Many ingredients go in to ‘The Hurt Kingdom’, the debut EP from To Bury A Ghost; Matt Bellamy-esque vocal stylings courtesy of main dude Jon Stobler, some heaving, groovy, almost trip hop like beats from Rupert Boddington and then Marc Bransgrove chucks in some hefty basslines, to this basic mix they stir in some Radioheadish electronic noodling, post rocky guitars and shake liberally. The result is quite staggeringly pleasing on the ear.
From the moment ‘Birthday’ introduces itself with a fanfare of brass, a lolloping groove and impassioned yet understated vocals, it becomes apparent this is no ordinary debut but a fully realised, hugely polished and accomplished record from a band who have a very strong sense of what they want to sound like and where they are taking their music, which is not always where you would expect.
‘Coming Up For Air’ adds a bit of steel to the silk so far displayed.
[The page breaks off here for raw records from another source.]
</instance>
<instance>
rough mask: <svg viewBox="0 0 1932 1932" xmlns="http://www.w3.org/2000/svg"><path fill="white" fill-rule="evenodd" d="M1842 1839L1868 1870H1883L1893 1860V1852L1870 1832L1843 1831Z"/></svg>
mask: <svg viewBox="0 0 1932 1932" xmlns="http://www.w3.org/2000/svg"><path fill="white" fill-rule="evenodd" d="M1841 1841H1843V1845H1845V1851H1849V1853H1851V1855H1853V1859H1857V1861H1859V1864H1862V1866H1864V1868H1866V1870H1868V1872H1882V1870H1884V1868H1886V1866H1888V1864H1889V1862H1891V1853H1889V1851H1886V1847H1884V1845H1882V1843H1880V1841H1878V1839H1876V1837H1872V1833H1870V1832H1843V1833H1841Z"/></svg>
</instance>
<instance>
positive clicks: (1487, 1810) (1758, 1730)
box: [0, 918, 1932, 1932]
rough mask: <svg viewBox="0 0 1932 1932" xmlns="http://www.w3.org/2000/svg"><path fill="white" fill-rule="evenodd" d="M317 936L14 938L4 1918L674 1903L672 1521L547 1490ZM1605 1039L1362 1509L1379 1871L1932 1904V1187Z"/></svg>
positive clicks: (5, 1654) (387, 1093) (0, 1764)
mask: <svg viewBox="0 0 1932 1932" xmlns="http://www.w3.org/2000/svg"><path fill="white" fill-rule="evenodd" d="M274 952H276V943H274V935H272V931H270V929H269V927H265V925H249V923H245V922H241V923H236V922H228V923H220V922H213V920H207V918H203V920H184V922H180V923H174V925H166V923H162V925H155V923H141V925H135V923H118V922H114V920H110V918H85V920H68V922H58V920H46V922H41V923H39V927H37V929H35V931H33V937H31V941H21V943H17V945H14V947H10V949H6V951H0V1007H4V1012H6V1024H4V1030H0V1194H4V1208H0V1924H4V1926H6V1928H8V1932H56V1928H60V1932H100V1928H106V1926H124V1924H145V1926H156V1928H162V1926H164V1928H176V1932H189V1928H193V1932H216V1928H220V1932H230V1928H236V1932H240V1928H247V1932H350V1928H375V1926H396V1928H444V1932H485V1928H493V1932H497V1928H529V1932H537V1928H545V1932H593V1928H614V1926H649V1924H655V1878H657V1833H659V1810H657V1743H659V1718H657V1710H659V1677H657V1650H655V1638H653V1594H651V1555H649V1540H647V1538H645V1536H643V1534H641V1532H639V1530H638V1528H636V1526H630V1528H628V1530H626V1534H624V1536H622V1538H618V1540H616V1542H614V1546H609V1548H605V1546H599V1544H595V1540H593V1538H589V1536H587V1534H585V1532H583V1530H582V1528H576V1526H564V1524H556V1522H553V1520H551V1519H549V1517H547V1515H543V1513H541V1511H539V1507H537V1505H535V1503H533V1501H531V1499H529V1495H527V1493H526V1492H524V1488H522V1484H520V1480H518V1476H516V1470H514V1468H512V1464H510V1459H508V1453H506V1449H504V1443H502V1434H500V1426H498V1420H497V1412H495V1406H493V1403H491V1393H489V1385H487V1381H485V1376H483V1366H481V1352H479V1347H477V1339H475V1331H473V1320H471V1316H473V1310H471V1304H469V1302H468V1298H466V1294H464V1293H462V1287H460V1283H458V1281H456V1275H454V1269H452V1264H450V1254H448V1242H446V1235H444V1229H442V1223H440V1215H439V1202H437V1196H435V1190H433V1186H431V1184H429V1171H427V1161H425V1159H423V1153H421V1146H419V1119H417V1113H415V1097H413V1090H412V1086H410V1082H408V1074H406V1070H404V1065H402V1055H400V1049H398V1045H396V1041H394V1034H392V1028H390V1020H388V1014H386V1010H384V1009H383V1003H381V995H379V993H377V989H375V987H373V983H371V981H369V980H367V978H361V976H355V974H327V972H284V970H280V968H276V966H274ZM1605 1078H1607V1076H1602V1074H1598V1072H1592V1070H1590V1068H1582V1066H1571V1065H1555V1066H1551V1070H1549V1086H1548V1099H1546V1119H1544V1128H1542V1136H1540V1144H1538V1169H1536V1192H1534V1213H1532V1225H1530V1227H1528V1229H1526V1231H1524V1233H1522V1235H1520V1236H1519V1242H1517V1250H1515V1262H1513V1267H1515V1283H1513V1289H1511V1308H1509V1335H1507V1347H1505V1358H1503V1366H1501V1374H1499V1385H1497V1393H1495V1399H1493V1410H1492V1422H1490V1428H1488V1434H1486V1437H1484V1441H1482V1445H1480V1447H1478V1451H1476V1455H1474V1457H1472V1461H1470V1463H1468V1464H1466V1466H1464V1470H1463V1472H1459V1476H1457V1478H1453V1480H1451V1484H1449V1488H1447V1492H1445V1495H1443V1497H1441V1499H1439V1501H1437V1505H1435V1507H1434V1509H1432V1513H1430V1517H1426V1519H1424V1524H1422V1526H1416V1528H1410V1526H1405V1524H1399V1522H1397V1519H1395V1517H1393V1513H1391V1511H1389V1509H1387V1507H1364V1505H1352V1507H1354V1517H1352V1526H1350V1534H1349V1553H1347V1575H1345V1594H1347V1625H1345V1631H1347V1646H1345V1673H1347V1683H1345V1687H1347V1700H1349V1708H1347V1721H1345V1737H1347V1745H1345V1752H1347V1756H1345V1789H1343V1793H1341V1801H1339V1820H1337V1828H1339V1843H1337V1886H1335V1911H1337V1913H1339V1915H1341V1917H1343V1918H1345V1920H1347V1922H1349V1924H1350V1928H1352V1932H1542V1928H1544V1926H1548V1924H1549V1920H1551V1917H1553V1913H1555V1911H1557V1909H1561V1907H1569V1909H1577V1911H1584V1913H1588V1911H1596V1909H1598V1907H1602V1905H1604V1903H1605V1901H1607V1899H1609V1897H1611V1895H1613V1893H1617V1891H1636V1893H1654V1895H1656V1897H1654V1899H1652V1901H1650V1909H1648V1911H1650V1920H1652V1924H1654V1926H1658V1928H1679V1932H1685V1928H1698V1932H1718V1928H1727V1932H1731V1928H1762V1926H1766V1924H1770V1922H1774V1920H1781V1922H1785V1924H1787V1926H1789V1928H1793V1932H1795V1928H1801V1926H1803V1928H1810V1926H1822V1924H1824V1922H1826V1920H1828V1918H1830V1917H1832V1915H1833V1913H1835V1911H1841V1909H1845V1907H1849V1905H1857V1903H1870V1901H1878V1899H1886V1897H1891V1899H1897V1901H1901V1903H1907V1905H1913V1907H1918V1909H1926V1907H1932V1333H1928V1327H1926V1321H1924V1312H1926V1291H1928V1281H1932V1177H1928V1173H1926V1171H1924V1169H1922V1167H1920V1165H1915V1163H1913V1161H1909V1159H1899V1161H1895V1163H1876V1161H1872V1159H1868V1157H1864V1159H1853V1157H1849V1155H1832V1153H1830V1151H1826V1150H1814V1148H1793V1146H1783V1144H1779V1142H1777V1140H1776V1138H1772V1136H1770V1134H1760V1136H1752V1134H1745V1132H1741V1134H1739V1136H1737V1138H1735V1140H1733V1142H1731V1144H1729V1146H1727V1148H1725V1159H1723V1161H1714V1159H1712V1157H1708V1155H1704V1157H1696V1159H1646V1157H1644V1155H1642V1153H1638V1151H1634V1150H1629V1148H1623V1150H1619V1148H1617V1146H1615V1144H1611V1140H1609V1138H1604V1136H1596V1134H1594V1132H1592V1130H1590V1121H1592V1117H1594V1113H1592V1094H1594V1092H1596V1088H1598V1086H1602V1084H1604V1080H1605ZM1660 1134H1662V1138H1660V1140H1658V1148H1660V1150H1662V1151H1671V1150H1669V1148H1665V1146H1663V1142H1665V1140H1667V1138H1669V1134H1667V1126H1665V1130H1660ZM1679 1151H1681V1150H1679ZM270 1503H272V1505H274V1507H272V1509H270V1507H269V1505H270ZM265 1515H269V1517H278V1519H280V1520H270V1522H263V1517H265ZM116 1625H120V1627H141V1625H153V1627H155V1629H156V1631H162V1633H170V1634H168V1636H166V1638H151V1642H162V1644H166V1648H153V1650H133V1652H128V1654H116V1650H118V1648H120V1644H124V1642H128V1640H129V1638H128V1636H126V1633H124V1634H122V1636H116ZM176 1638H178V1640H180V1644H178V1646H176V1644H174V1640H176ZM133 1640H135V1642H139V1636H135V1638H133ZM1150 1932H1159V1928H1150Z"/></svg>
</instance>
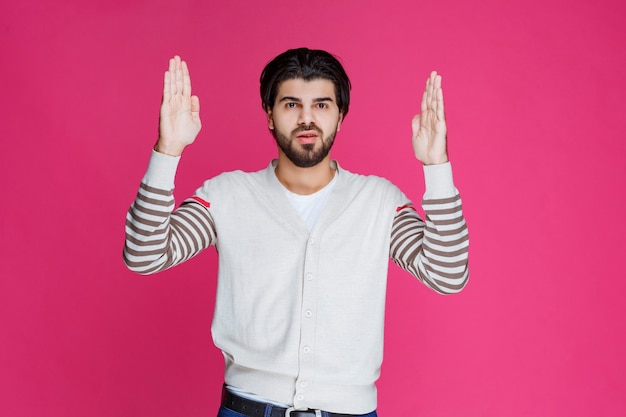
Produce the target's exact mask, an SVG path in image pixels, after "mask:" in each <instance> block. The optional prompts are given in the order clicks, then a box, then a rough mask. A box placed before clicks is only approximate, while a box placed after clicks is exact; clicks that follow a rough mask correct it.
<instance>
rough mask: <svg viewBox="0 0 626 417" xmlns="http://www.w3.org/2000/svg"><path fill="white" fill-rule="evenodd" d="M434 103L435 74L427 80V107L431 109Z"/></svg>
mask: <svg viewBox="0 0 626 417" xmlns="http://www.w3.org/2000/svg"><path fill="white" fill-rule="evenodd" d="M432 105H433V74H432V73H431V74H430V76H429V77H428V79H427V80H426V108H427V109H431V108H432Z"/></svg>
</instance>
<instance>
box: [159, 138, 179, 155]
mask: <svg viewBox="0 0 626 417" xmlns="http://www.w3.org/2000/svg"><path fill="white" fill-rule="evenodd" d="M184 149H185V147H184V146H180V145H172V144H167V143H164V142H162V141H161V140H160V139H159V140H158V141H157V143H156V145H154V151H155V152H158V153H162V154H163V155H168V156H180V155H182V153H183V150H184Z"/></svg>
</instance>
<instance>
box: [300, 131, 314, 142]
mask: <svg viewBox="0 0 626 417" xmlns="http://www.w3.org/2000/svg"><path fill="white" fill-rule="evenodd" d="M317 138H318V134H317V133H315V132H311V131H309V132H302V133H300V134H299V135H297V136H296V139H297V140H298V142H300V143H302V144H306V143H314V142H315V141H316V140H317Z"/></svg>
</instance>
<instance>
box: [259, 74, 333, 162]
mask: <svg viewBox="0 0 626 417" xmlns="http://www.w3.org/2000/svg"><path fill="white" fill-rule="evenodd" d="M342 119H343V115H342V114H341V113H340V112H339V107H338V106H337V99H336V97H335V85H334V84H333V82H332V81H330V80H326V79H321V78H318V79H314V80H310V81H305V80H303V79H302V78H294V79H290V80H285V81H283V82H281V83H280V85H279V86H278V94H277V95H276V101H275V102H274V107H273V108H272V109H271V110H269V111H268V112H267V120H268V124H269V128H270V130H271V131H272V134H273V135H274V139H276V143H277V144H278V147H279V149H280V152H282V153H283V154H285V156H287V158H289V160H290V161H291V162H293V164H294V165H296V166H298V167H301V168H308V167H312V166H314V165H317V164H319V163H320V162H321V161H323V160H324V158H326V157H327V156H328V153H329V152H330V148H331V147H332V145H333V141H334V140H335V134H336V133H337V130H339V127H340V126H341V121H342Z"/></svg>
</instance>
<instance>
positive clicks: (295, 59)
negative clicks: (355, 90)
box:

A chunkier beat and heavier guitars overlay some beautifully melodic keyboards and Stolber’s gorgeous voice, by contrast ‘Jaws Of Love’, as one might imagine from the title, is a more introspective affair, although it still builds slowly to an epic, and noisy, conclusion.
The pièce de résistance, however, is left to the end (well, the fifth track is a remix of ‘Coming Up For Air’ so I’m not counting that!). ‘Beginning Is The End’ is a splendid sweeping, soaring masterpiece that plays out over six and a half wonderful minutes; the most out and out post rock of the tracks here, it builds and builds layers of noise and then collapses back in on itself like a wave breaking on the shore, achingly lovely.
As debuts go, this is certainly one of the most promising ones I’ve heard in quite some time. This is the sound of a band confident in their own ability and ready to take on the world, watch out for them.